Two electric cooperatives would purchase electricity generated by the Palisades Nuclear Generating Station in Michigan if the plant restarts, plant owner Holtec International said this week in a statement.
If Palisades restarts, something Holtec has said could happen in August 2025, if everything goes according to the company’s unprecedented plan, Wolverine Power Cooperative will purchase two thirds of the plant’s electricity and its partner, Hoosier Energy, would purchase the remainder.
Holtec, Jupiter, Fla., did not disclose the financial terms of the agreement in a press release Tuesday announcing the deal. The company did say the agreement would be “multi-decadal.”
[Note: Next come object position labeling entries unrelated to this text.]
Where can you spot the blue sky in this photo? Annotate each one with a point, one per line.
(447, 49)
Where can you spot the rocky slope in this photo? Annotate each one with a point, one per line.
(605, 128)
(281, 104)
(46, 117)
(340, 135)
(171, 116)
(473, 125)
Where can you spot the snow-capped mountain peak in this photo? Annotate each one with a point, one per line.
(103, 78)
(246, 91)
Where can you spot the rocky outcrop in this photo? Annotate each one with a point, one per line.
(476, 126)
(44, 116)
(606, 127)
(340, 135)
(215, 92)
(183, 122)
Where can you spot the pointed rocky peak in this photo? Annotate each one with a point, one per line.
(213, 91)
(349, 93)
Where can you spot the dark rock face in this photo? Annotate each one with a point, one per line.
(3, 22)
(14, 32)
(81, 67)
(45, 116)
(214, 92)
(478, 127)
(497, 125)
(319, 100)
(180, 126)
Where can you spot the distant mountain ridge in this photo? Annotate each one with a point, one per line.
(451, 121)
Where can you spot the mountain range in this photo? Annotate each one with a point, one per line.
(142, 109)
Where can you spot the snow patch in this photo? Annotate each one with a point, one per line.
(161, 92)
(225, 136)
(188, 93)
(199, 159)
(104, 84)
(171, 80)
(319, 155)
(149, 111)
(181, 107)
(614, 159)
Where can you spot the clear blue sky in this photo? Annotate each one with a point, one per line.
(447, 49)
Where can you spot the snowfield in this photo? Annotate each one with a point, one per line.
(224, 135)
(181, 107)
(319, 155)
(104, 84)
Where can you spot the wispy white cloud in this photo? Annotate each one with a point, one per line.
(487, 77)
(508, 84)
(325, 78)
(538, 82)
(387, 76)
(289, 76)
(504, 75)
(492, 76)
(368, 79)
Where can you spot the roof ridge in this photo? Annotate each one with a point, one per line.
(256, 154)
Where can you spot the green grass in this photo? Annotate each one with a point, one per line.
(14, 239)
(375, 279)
A Holtec spokesperson in June said that the company thought it might need a 20-year power purchase agreement to pay back a $1-billion loan it is seeking from the Department of Energy to help restart the plant.
Holtec has said it needs the DOE to pay for maintenance at Palisades before the 1970s-vintage reactor can be refueled and restarted. As of Tuesday DOE had not announced whether it would provide the loan, which Holtec applied for earlier this year. A Holtec spokesperson this month said the company hoped to hear back from the agency this year.
Holtec also needs regulatory approval from the Nuclear Regulatory Commission to refuel the Palisades reactor, which the company bought from Entergy in 2022 to decommission. In late August, Holtec said it would ask the NRC to add operations back to the company’s Palisades license. That license today allows only for decommissioning and demolishing the plant.